In some species, this variation in stress tolerance over time is genetically programmed into the organism, e.g., based on the life stage. In many species, variation in stress tolerance is also based on the environmental conditions that an organism experiences. For example, as temperatures drop during fall (autumn), lots of organisms adjust their biology to increase stress tolerance in advance of winter. When this happens in natural environmental conditions (e.g., a pond; Figure 7.7A), we call it acclimatization. Researchers often want to study these changes in laboratory settings as well. When organisms adjust their biology under certain conditions in controlled environments (e.g., in an aquarium; Figure 7.7B), we call it acclimation.

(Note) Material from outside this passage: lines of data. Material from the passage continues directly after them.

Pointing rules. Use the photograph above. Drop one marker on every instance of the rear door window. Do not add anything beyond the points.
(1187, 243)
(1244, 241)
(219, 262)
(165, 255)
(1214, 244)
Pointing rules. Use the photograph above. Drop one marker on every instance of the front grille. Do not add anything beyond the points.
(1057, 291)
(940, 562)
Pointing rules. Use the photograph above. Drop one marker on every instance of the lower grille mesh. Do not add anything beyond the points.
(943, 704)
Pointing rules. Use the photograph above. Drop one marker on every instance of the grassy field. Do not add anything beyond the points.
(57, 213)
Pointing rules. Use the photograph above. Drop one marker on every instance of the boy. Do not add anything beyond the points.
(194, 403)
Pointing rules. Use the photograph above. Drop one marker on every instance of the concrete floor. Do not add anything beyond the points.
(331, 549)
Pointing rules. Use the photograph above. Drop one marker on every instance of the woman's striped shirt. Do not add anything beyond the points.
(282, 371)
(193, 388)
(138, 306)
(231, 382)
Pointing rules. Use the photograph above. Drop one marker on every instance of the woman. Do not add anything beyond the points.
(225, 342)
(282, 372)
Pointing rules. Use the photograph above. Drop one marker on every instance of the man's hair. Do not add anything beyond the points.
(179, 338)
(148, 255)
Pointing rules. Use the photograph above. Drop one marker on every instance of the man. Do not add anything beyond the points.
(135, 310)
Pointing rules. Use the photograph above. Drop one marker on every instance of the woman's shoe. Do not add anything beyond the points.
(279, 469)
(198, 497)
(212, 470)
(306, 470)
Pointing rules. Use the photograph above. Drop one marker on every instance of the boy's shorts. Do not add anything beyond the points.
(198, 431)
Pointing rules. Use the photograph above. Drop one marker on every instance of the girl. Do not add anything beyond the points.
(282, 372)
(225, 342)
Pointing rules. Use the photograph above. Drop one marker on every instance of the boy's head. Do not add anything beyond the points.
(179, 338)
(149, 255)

To understand the difference between acclimation and acclimatization, let’s talk about crickets. The spring field cricket (Gryllus veletis) lives in southern Canada and cannot survive freezing (ice within its body) during the summer, but during fall they become freeze-tolerant through acclimatization. We can also mimic fall conditions in the lab, for example by placing the crickets in an incubator that slowly decreases the temperature and amount of day light over a period of several weeks. Crickets that become freeze-tolerant in this incubator do so via acclimation. The acclimation process does not exactly replicate natural conditions (e.g., changes in humidity, presence of natural food), but still causes similar biological changes that enhance stress tolerance.